What do you think?  If you have a Board of Appeals, is it working for you?  A good thing or a bad thing?

Thanks,

Durant


----------



## Durant (Sep 23, 2012)

oops, 2009 I-codes.


----------



## fatboy (Sep 23, 2012)

Yes, and yes, we don't see many appeals, but is a good group (11 trades folks) to vet proposed amendments before going before Council.


----------



## cda (Sep 23, 2012)

Since it is city business it has to be documented

Yes boa's can be good or can be bad. Bad if the board gives variances and not just rule on the intent.

Have see both


----------



## Coug Dad (Sep 24, 2012)

Board of appeals can be good if they are independant of the building department and fire department and can make informed decesions.  If they are just automatically going to follow what the departments are saying it is a waste of everyone's time to go through a step just to confirm what the AHJ is saying.  If they are not informed and grant every appeal, regardless of merit, it weakens the AHJ and can have morale issues with the staff.


----------



## GBrackins (Sep 24, 2012)

in Massachusetts we have a state Board of Appeals for all items involving the State Building Code.

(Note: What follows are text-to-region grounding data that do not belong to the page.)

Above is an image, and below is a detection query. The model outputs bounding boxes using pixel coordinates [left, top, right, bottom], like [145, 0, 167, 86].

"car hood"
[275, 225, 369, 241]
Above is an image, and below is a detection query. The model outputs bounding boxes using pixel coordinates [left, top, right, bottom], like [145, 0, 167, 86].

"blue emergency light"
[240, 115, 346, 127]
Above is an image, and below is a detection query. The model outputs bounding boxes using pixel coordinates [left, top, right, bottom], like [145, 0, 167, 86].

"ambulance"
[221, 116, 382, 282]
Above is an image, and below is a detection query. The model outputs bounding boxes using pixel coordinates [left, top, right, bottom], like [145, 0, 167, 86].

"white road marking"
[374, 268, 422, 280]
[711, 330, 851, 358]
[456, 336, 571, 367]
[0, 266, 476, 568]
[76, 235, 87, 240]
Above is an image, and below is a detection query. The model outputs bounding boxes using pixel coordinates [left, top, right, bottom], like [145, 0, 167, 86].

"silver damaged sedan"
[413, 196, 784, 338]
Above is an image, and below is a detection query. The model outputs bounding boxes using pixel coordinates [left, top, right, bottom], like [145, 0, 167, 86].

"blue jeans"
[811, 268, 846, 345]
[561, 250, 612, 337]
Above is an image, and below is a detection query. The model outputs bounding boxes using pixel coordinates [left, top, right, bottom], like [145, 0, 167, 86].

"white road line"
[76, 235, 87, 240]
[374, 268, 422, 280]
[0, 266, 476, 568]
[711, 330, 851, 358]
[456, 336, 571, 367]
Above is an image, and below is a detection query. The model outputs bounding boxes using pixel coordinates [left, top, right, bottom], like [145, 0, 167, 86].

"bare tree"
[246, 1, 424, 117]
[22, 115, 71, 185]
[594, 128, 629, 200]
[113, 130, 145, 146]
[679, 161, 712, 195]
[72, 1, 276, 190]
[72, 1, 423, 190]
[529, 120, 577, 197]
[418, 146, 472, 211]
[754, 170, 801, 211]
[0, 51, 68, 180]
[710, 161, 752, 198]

Each town has a zoning board of appeals. Locals cannot make variances to the Building Code.


----------



## FM William Burns (Sep 24, 2012)

Works for us!


----------



## Durant (Sep 26, 2012)

Thanks for informaton,

One advantage I see is that complaints are required to go to the board instead of or before going to the City Manager or Council.

What about the differences in the IBC and IRC requirements?  I do find an inconsistancy in the IBC and IRC; for example the IRC requires the Boards decision to be in writting and a copy of the decision issued to the apellant and the building official, while the IBC is silent and does not.

Was this an error or just plain stupidity on the part of the ICC?


----------



## Durant (Sep 26, 2012)

oops, did it again; 2009 I-codes.


----------



## mtlogcabin (Sep 26, 2012)

> Was this an error or just plain stupidity on the part of the ICC?


The IBC and the IRC are written by you and me and anyone else who wants to submit a code change not the ICC.

There are 2 seperate committees that oversee the review and adoption of the codes.

So I would say an error in that they are not the same lanquage because both codes are not reviewed by the same committees.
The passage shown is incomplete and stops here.